Activation function for output layer for unbounded values Are there activation functions for the output layer of a neural network whose range is $\mathbb{R}$, so that I can perform true function approximation (and not be limited to a arbitrary bounds on the output)?
I've considered using $\tanh^{-1}(2x -1)$ on the output of a sigmoid neuron since $\tanh^{-1}(x)$ has a domain of (-1, 1) and a range of $\mathbb{R}$. The problem is that $\tanh^{-1}(2\sigma(x) -1)$ is equivalent to $x/2$ (see this, so I'm not actually getting a truly unbounded function- the output of this kind of neuron is limited to [half the sum of all negative weights, half the sum of all positive weights].
Are there different combinations of output functions that can give me a truly unbounded output?
 A: There's identity activation function. It'll simply output your $a^{[l]}=z^{[l]}$, where $z^{[l]}=\beta+w \cdot a^{[l-1]}$
With this one you can have a single layer NN that works like an ordinary least squares model with this linear activation.
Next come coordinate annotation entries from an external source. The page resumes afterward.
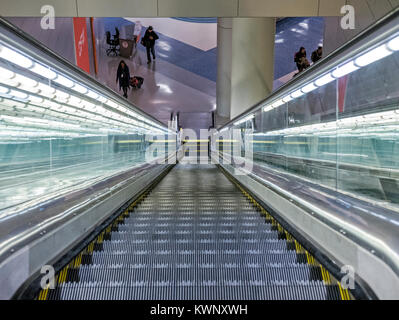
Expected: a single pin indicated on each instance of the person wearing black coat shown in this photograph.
(300, 59)
(149, 39)
(123, 76)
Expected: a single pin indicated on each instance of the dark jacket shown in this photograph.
(298, 56)
(148, 41)
(123, 76)
(316, 56)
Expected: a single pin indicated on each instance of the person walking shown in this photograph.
(317, 54)
(149, 39)
(300, 59)
(123, 76)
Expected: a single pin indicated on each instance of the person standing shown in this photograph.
(300, 59)
(123, 76)
(317, 54)
(149, 39)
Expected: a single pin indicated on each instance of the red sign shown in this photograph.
(81, 44)
(342, 86)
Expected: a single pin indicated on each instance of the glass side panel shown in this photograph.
(340, 129)
(59, 134)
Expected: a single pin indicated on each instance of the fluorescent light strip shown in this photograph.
(6, 74)
(394, 44)
(15, 57)
(267, 108)
(64, 81)
(43, 71)
(322, 81)
(345, 70)
(297, 94)
(373, 56)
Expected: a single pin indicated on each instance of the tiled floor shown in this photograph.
(291, 34)
(183, 78)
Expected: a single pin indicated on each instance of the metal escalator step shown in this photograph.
(194, 236)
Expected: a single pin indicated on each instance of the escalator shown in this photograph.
(196, 235)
There's a bunch of other unbounded functions such as bent identity and ReLU. The latter has a floor but not a cap. There's leaky ReLU which is unbounded. Follow my link to see a few function used by researchers (not so much in practice indeed)
A: You can simply carry forward the sum of the connection weights and the partial derivatives of the error w.r.t the target as the result of an activation function, and it will be unbounded.  This is actually using what is called a "linear" activation function, vs. use of a logistic, tanh, exp, RBF activation function on the input-side and the output-sides.  Recall, if you expand the range of the activation output in any way, e.g. via a multiplicative or power process, the range and standard deviation of the activation function outputs will increase, and lengthen the learning process.  
There are some basic rules for ANNs.  First, correlation between input features will cause the ANN to waste time learning the correlation, and this is why PCA and decorrelation is so important before clamping inputs to the input nodes.  ANNs also like the input features to preferably be in the range [-1,1] and not even standard normally distributed using Z-scores, or even normalization or percentiles.  (Percentiles will work though).  You can do anything you want at the activation functions, however for a classification problem, you almost have to use the softmax function on the output side.  If you are using an ANN for function approximation (continuously-scaled output value(s)), then I like to start with a linear function and then ramp up to logistic, tanh if linear doesn't reduce error at a greater rate.